The United States was in the grips of a pervasive affordable housing crisis long before the COVID-19 pandemic. There is a shortage of more than 7 million homes, affordable and available to families with the lowest incomes. High rental costs and low wages have forced three-fourths of our nation’s lowest-income renters—disproportionately Black and brown people—to spend more than half of their incomes on rent and utilities every month. This extraordinary rent burden has led to adverse effects on children’s health and development. When resources are eaten up by rent, families struggle to cover other necessities, like medical care or nutritious food. They are at greater risk of housing instability and becoming unhoused.
Research shows that investments to make housing more affordable generate multiplying returns across many sectors. Stable, affordable housing options located in neighborhoods with abundant resources are associated with better educational outcomes, better physical and mental health outcomes, lower healthcare expenditures, greater food security, stronger upward economic mobility and growth, greater racial and gender equity and fewer encounters with the criminal legal system.
Unfortunately, inadequate investment in housing supply and rental assistance programs, as well as systemic racism that directly harms Black, Indigenous, and other people of color have contributed to our current housing crisis. For example, although it is well documented that housing vouchers and other rental assistance are highly effective at addressing homelessness and housing instability, particularly for children, more than 3 in 4 families with children who are eligible for rental assistance do not receive it due to inadequate funding.
To address these crises in the Build Back Better Act, Congress must:
- Expand rental assistance by $90 billion to serve an additional one million households. Vouchers are more effective at reducing homelessness, overcrowding, and housing instability than any other policy option, and they hold enormous potential to reduce child poverty and narrow racial gaps in poverty rates.

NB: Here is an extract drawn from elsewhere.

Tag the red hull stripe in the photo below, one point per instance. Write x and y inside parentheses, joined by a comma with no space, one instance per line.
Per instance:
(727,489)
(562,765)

- Invest $80 billion to repair the nation’s public housing infrastructure for more than two million residents. Because of divestment by Congress, 10,000 public housing units are lost each year to disrepair. These resources would enable housing agencies to make critical repairs, such as fixing leaky roofs and replacing outdated heating systems, that would improve living conditions for residents and preserve this essential part of the nation’s affordable housing infrastructure for the future.
- Invest $37 billion in the national Housing Trust Fund (HTF) to build and preserve 330,000 affordable homes and help end homelessness. The HTF is the first new federal housing resource in a generation exclusively targeted to build and preserve rental homes affordable to people with the lowest incomes. By doing so, the HTF is the federal housing production tool most targeted to address the underlying cause of the housing crisis.